# Fishing past 3 mile bridge near the light up statue



## Coin_Guy (Apr 1, 2013)

Does anybody have any tips about going about catching mingo snapper near the rocks? And what kind of tackle? :thumbsup:


----------



## lastcast (Oct 12, 2007)

Coin_Guy said:


> Does anybody have any tips about going about catching mingo snapper near the rocks? And what kind of tackle? :thumbsup:


I think your looking for Mangrove.

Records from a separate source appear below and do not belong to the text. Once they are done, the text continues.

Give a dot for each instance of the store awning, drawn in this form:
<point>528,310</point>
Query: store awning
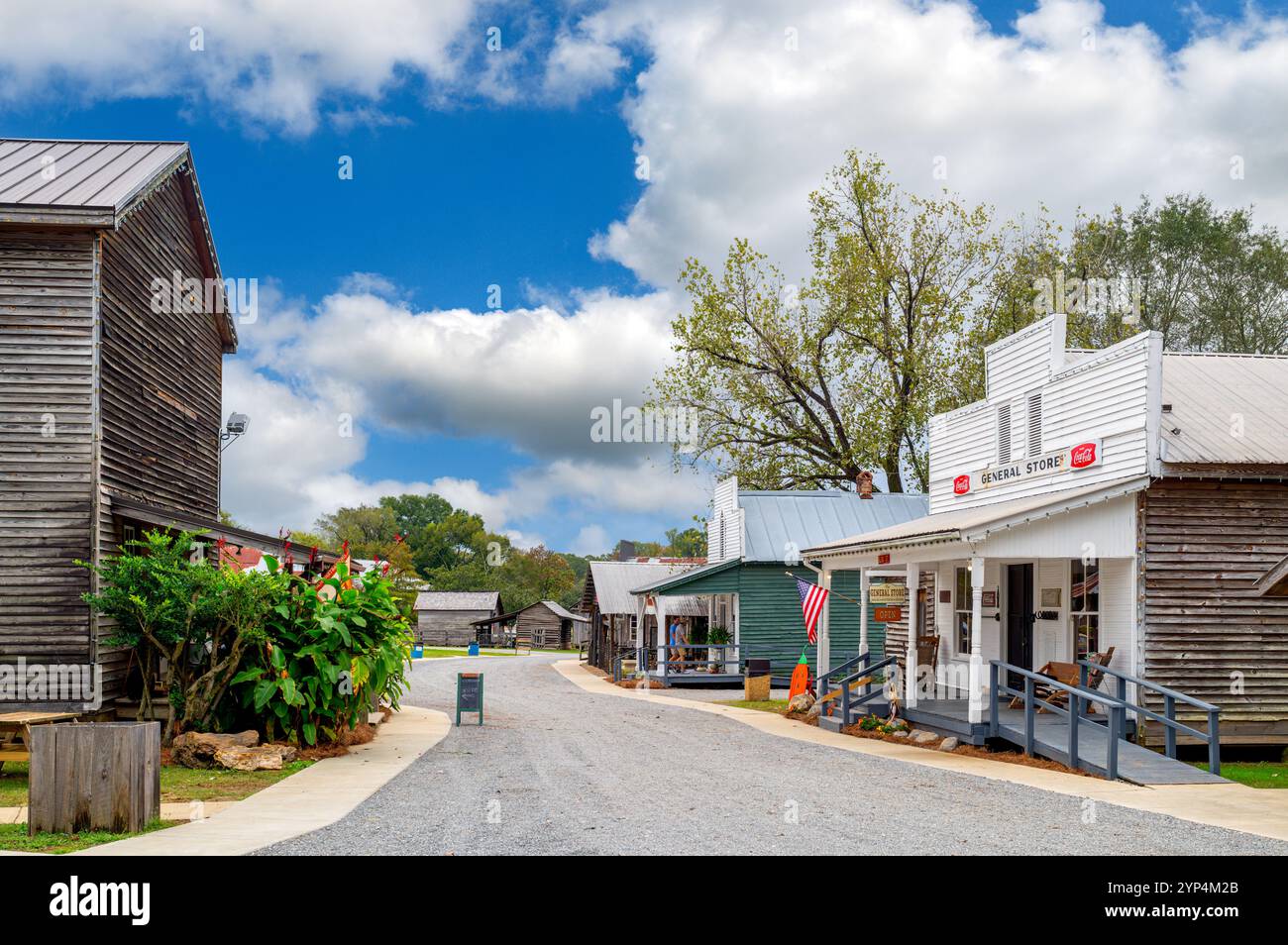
<point>978,523</point>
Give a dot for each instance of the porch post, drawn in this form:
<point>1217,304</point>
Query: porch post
<point>910,682</point>
<point>863,610</point>
<point>975,707</point>
<point>824,632</point>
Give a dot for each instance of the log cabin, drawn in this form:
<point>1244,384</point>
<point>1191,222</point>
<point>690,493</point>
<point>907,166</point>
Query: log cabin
<point>110,381</point>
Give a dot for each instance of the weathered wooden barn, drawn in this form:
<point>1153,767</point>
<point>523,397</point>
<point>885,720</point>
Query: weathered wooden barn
<point>545,625</point>
<point>110,378</point>
<point>446,618</point>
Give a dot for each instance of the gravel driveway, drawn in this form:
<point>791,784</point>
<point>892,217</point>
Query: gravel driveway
<point>557,770</point>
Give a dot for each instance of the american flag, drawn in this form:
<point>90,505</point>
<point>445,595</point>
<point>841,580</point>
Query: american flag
<point>811,605</point>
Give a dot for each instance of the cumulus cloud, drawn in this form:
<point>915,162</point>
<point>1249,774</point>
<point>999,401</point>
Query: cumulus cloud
<point>742,110</point>
<point>273,63</point>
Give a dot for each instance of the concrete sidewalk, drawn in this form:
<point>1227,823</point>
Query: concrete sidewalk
<point>1234,806</point>
<point>316,797</point>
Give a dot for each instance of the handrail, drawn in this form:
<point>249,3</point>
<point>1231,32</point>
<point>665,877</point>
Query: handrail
<point>1168,716</point>
<point>1116,709</point>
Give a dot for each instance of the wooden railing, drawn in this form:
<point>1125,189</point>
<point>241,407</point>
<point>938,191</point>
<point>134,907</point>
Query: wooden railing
<point>1078,695</point>
<point>1168,718</point>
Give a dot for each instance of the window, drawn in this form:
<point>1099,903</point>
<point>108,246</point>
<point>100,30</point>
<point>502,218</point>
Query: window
<point>1004,434</point>
<point>962,612</point>
<point>1034,424</point>
<point>1085,606</point>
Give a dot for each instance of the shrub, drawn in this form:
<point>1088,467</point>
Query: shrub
<point>327,654</point>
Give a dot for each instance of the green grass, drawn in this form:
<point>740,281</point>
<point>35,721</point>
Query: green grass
<point>14,837</point>
<point>776,705</point>
<point>1254,774</point>
<point>178,785</point>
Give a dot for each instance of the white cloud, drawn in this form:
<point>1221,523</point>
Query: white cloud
<point>738,128</point>
<point>270,62</point>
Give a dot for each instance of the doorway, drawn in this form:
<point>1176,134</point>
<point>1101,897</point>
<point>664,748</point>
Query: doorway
<point>1019,618</point>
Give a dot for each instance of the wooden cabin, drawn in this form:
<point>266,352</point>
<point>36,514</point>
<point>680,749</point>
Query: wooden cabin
<point>446,618</point>
<point>545,626</point>
<point>110,399</point>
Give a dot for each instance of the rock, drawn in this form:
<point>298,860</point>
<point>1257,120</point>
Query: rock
<point>262,759</point>
<point>197,748</point>
<point>800,703</point>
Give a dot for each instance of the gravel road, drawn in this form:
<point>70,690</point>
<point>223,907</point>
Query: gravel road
<point>557,770</point>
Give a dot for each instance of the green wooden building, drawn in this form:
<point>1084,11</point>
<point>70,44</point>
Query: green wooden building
<point>754,541</point>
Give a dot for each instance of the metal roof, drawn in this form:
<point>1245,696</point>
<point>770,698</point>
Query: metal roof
<point>978,523</point>
<point>614,579</point>
<point>84,175</point>
<point>811,518</point>
<point>1225,408</point>
<point>458,600</point>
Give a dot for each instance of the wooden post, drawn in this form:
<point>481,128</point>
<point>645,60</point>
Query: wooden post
<point>975,680</point>
<point>94,777</point>
<point>910,682</point>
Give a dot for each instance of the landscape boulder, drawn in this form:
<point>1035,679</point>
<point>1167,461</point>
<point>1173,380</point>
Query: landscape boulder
<point>198,748</point>
<point>256,759</point>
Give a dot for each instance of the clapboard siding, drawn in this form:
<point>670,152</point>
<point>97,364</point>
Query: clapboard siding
<point>47,390</point>
<point>160,372</point>
<point>1206,630</point>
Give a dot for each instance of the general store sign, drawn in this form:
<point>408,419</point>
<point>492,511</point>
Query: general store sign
<point>888,593</point>
<point>1078,456</point>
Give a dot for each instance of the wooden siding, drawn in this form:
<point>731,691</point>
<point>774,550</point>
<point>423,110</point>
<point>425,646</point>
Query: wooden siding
<point>1206,545</point>
<point>47,352</point>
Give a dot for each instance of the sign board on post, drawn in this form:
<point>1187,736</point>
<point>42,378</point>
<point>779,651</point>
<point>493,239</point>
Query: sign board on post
<point>469,694</point>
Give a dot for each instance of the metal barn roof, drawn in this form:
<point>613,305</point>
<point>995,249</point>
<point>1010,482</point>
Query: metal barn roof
<point>80,175</point>
<point>1225,408</point>
<point>811,518</point>
<point>458,600</point>
<point>614,579</point>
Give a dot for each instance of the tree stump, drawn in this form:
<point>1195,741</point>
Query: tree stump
<point>94,777</point>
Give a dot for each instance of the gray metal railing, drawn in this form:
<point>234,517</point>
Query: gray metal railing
<point>1168,718</point>
<point>863,670</point>
<point>1116,711</point>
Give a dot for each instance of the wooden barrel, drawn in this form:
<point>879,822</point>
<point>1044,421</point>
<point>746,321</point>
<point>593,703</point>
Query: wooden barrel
<point>94,777</point>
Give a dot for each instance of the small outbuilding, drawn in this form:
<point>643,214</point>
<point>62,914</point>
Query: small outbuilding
<point>446,618</point>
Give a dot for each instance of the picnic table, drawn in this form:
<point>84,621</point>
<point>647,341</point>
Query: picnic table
<point>16,726</point>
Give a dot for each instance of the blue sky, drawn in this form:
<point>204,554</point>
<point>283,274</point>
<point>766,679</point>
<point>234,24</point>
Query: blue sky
<point>518,170</point>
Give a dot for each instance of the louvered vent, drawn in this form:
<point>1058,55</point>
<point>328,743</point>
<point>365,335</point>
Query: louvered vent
<point>1004,434</point>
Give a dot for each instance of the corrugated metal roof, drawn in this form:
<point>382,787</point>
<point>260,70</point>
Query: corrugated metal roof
<point>811,518</point>
<point>1227,408</point>
<point>456,600</point>
<point>614,580</point>
<point>971,524</point>
<point>80,174</point>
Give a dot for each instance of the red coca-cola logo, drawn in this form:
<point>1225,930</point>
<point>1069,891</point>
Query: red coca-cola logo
<point>1082,455</point>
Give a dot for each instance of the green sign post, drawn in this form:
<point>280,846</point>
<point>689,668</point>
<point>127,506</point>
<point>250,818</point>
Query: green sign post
<point>469,694</point>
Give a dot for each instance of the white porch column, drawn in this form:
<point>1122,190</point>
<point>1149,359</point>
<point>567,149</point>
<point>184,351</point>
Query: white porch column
<point>975,708</point>
<point>910,682</point>
<point>863,610</point>
<point>664,635</point>
<point>824,631</point>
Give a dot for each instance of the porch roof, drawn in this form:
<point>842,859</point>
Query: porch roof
<point>975,524</point>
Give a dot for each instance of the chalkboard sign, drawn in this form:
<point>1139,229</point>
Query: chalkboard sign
<point>469,694</point>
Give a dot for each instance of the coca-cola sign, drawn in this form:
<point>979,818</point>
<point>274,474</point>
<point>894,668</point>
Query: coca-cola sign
<point>1081,456</point>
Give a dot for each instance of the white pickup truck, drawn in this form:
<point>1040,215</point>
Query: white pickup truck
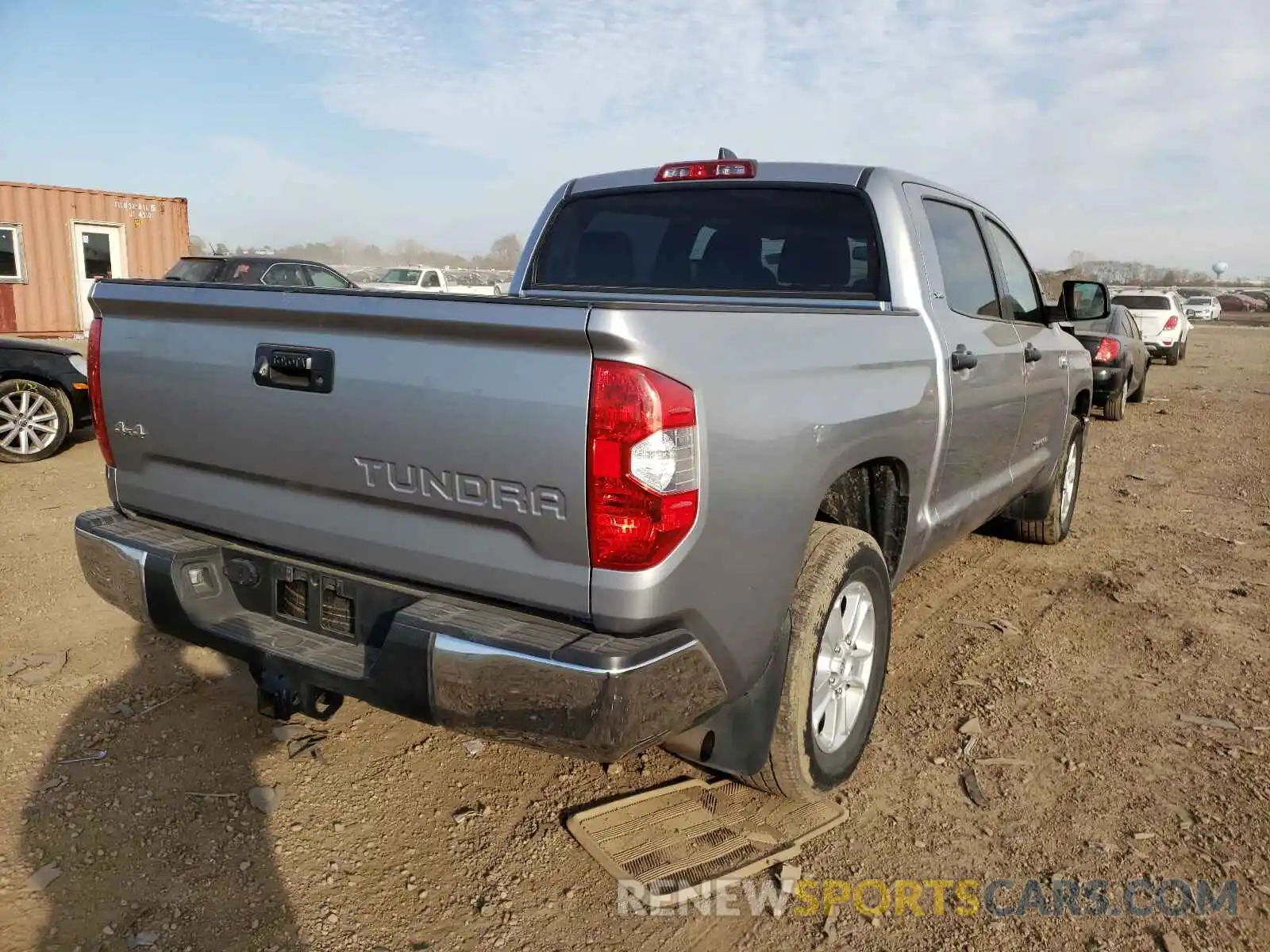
<point>436,281</point>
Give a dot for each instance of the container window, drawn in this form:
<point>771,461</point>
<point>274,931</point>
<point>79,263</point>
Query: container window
<point>13,268</point>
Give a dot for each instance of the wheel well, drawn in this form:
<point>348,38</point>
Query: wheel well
<point>1083,405</point>
<point>40,378</point>
<point>874,498</point>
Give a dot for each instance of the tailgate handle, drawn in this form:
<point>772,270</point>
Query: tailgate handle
<point>295,367</point>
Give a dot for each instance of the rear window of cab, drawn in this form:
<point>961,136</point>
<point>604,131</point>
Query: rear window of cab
<point>714,240</point>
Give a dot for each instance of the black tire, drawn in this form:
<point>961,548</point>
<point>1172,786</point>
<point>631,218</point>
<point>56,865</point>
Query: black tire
<point>10,393</point>
<point>1140,393</point>
<point>1054,527</point>
<point>1113,409</point>
<point>797,767</point>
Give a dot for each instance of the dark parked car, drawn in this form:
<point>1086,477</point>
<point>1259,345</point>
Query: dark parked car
<point>44,397</point>
<point>257,270</point>
<point>1121,359</point>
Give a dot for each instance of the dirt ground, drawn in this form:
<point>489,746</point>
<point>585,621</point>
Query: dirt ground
<point>1159,606</point>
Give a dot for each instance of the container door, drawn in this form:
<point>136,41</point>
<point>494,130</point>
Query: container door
<point>98,253</point>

I don't fish there but usually lighter line smaller hooks and freeline cut bait back to them.


----------



## Coin_Guy (Apr 1, 2013)

Thanks people say mingo but I still say mangrove. Any suggestions on hook size?


----------



## lastcast (Oct 12, 2007)

They are different. Some call them Mangos I believe.


----------



## Native Diver (Aug 8, 2009)

Grey Snapper= AKA black snapper, mangrove snapper, mango


----------



## DavidM (Apr 5, 2013)

So these fish come that close in?


----------



## Coin_Guy (Apr 1, 2013)

Yes that is the fish I'm after. Can anybody recommend a hook size?


----------



## MrFish (Aug 21, 2009)

Coin_Guy said:


> Thanks people say mingo but I still say mangrove. Any suggestions on hook size?


Mingos are beeliners.


----------